The amino acid sequence that comprises actin (a highly conserved protein) in humans is very similar to that found in yeasts and plants. Actin monomers bond readily to each other forming two parallel polar filaments arranged into a helical superstructure. The consequence of this structural polarity is that the two ends polymerize and depolymerize at different rates depending on which portion of the actin monomer’s molecular surface is exposed. Assembling in the middle section first, the actin filament grows out linearly from both ends from a central nucleating oligomer. The two polar ends of an actin filament are referred to as the “barbed” and “pointed” ends, with the barbed end polymerizing faster than the pointed end. In the digital video presented above, African water mongoose fibroblast cells (APM line) are expressing a fusion of enhanced yellow fluorescent protein (EYFP) to human beta-actin.

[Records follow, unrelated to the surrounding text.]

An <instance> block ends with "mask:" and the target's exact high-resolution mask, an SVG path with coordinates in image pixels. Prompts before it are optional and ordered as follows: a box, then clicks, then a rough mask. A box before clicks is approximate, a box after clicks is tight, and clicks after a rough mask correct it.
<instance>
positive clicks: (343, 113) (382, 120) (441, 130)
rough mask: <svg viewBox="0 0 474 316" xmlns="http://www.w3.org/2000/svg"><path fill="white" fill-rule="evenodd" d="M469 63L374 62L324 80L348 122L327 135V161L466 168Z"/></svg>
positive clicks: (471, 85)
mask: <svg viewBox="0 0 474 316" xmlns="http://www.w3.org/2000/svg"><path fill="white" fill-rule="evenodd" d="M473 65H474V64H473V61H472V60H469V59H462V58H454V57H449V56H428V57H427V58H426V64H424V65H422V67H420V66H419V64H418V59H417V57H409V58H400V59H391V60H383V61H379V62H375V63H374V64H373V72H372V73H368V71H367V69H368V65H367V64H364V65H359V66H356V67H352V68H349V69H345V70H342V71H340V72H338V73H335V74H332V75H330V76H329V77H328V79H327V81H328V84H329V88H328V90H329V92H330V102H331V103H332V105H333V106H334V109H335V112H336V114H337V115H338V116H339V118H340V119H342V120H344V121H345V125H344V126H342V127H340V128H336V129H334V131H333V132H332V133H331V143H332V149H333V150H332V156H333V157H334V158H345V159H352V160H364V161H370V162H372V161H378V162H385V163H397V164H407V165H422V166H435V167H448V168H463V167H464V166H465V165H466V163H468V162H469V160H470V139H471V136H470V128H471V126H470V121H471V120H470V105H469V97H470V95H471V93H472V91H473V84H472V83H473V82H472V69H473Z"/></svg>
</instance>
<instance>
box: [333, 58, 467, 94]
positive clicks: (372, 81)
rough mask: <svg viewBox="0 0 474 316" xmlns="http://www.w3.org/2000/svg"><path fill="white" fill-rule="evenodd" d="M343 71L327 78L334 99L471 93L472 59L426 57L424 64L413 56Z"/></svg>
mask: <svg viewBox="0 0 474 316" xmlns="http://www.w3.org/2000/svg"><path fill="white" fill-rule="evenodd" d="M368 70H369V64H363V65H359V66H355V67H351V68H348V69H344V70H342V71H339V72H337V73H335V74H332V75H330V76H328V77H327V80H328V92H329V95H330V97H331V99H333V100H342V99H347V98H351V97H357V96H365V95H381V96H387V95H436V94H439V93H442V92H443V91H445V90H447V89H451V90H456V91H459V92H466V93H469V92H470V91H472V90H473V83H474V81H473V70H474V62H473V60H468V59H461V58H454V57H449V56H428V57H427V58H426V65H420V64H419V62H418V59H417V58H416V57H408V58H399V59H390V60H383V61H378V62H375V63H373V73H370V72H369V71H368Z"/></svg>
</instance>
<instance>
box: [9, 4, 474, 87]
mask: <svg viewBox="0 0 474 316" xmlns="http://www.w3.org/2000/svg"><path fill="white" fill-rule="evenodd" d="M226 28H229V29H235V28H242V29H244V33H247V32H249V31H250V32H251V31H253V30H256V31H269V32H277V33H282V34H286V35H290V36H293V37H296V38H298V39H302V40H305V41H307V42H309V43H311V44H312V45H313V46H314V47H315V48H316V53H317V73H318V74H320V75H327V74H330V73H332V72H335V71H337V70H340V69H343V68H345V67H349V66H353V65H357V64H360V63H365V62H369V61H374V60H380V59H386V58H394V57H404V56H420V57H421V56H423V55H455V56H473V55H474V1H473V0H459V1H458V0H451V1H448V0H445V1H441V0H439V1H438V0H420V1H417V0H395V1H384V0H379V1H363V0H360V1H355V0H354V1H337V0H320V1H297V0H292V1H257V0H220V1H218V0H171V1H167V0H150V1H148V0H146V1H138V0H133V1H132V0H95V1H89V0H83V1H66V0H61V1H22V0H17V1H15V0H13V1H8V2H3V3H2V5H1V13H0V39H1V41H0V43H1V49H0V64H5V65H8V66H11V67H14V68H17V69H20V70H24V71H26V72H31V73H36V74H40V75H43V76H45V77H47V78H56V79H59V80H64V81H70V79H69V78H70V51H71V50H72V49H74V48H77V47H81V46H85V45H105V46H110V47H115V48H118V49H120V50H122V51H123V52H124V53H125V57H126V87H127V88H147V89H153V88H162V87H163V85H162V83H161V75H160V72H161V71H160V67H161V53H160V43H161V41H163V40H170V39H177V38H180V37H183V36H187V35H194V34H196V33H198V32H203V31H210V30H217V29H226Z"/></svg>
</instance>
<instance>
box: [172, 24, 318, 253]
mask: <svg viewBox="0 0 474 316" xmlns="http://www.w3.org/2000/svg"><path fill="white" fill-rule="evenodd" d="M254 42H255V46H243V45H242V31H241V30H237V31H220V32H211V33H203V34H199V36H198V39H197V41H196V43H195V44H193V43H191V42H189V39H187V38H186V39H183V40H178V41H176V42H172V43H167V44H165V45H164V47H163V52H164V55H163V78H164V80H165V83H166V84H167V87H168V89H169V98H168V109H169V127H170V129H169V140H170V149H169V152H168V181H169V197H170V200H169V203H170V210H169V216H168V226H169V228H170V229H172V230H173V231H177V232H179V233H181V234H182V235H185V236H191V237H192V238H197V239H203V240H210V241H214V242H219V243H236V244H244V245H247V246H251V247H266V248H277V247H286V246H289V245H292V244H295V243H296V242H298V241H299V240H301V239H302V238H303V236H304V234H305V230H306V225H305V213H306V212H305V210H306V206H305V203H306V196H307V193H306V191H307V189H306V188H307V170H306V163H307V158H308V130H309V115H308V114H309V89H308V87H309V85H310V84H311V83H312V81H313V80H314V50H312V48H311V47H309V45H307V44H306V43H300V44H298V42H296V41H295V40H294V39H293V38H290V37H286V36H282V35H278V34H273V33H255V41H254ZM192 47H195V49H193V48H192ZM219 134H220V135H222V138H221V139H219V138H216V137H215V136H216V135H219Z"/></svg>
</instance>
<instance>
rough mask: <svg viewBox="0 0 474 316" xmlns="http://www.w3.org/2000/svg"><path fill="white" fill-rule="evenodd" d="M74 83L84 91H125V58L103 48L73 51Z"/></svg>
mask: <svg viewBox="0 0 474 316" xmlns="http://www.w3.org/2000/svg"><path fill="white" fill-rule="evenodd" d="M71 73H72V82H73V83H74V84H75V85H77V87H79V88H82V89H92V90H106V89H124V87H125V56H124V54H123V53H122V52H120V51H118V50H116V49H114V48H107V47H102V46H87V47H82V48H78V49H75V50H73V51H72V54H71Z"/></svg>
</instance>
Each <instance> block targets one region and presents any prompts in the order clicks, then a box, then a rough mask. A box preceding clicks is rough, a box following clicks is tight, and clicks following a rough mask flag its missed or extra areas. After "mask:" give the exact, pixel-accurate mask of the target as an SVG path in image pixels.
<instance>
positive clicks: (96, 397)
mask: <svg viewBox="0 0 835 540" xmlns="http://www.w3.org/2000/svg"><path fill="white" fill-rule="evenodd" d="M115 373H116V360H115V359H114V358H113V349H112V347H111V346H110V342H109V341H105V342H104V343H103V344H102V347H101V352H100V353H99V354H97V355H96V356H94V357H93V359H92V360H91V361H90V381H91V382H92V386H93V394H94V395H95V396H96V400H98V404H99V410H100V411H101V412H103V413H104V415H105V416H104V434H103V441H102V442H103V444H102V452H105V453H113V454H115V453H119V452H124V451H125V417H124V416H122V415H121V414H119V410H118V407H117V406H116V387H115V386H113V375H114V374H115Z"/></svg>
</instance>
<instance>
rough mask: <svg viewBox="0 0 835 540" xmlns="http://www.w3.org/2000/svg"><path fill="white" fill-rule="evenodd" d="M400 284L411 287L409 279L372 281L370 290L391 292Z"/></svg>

Video 1 - Run Time: 16 Seconds
Video 2- Run Time: 61 Seconds
In order for cell motility to occur, a number of mechanisms must become involved, including actin filaments which play a key role in cell movement during the extrusion of pseudopodia. A pseudopodium, or “false foot,” is a protrusion of continually assembling and disassembling actin filaments that extends and contracts to propel the cell along. Myosin is involved with motility in the trailing end of the cell, causing it to contract by shuffling the cellular fluid to the front and into the pseudopodium, thus breaking the actin filament network. The pseudopodium then extrudes out from the cell body while the filament network rebuilds itself only to be contracted and broken again by the myosin. Many cells, including white blood cells, travel by extending pseudopodia, a phenomenon which is also known as crawling. In the digital video presented above, African water mongoose fibroblast cells (APM line) are expressing a fusion of enhanced yellow fluorescent protein (EYFP) to human beta-actin.
Actin has the capability of quickly assembling into long polymer rods called microfilaments which have a variety of roles. They interact with myosin to permit movement of the cell, form part of the cell’s cytoskeleton, and they pinch the cell into two during cell division. In muscle contraction, filaments of actin and myosin alternately unlink and chemically link in a sliding action. The energy for this reaction is supplied by adenosine triphosphate, ATP. Actin is present in most cells, especially muscle cells and contributes to the cell’s structure and movement.